Now that I am a little more mature, I have started stepping away from the cheesy, China-made stuff in favor of unique pieces that actually mean something to me or tell a story about where it came from.

Whether you've recently graduated from big-box store art like me or have always had good taste, then Art & Soul: 2nd Annual Fall Auction to benefit the New Hampshire Institute of Art's student scholarships is a great event for you. On Thursday, Oct. 25, unique pieces created by the school's faculty, staff, trustees and alumni will be auctioned off amid a fun evening of food, drink and live music at the school.

Skip Ashooh, one of the Institute's trustees, will play auctioneer for the evening, so this must be a classy event. I see Ashooh at Hannaford at least once a month and he's never had art in his shopping cart.
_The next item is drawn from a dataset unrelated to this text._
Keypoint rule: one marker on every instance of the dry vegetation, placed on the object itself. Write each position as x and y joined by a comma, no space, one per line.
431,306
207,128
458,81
Tickets are $55 per person or $100 per couple. Art will be previewed beginning at 5 p.m., followed by the live auction at 6 p.m. Email Suzanne Lenz at suzannelenz@nhia.edu for tickets.

Spooky symphony

As The Scene recently reported, there's no trick-or-treating on the Sunday before Halloween this year. But, Manchester families can still dress up that day and head over to the Manchester Community Music School for a Spooktacular Halloween Concert by the NH Youth Symphony Orchestra and Symphony NH, narrated by WMUR meteorologist Josh Judge.

The concert will be a treat for the ears and eyes as the 100 musicians will all be dressed in costume too.

The Oct. 28 concert starts at 3 p.m. and is $5 per person or $20 per family.

NH365.ORG Event of the Week

If you want to find out how to catch my attention, just ask Carol Gayman, director of special events at the Manchester YMCA. Gayman, whom I have known since I was a kid, emailed me last Tuesday night to tell me about this Thursday's 6th annual Wine Tasting and Benefit Auction. Well, I guess I didn't respond fast enough because there she was walking into my 9 a.m. cycling class the next morning hawking tickets for the event. Gayman's timing was perfect. Cycling instructor Mary French had us huffing and puffing so hard we couldn't have said no if we wanted to. That Gayman is a marketing genius.

This “Get Caught Red Handed” event will have a prohibition-era speakeasy theme. It's all to raise money for the Y's Reach Out for Youth and Families campaign, which helps make programs more affordable for people who need financial assistance. Kudos to the participating restaurants providing food for the evening — Hooked, Ignite, The Wild Rover Pub, Piccola Italia, Hanover Street Chop House, Firefly American Bistro, Fratello's Italian Grille, Republic, The Pavilion at the Hilton Garden Inn, Teknique, JD's Tavern, Consuelo's Taqueria, NH Cupcakes and Creampuffs, Edible Arrangements, Tinker's Seafood, and Mint Bistro, Finesse Pastries, The Kitchen on River Road, The Farm Bar & Grill, and Villaggio Restaurant.

Wine is being provided by local wine distributors and even New Hampshire vineyards LaBelle Winery, Zorvino Vineyards, Candia Vineyards and Jewell Towne Vineyards.

Unfortunately, soccer mom duties will require me to pass on the night out, but I encourage you to attend the event at the Brady Sullivan Plaza at 1000 Elm St. from 6 to 8:30 p.m. Tickets are $60 and can be purchased at www.yogm.org. And if you don't buy a ticket soon, who knows where Gayman will track you down.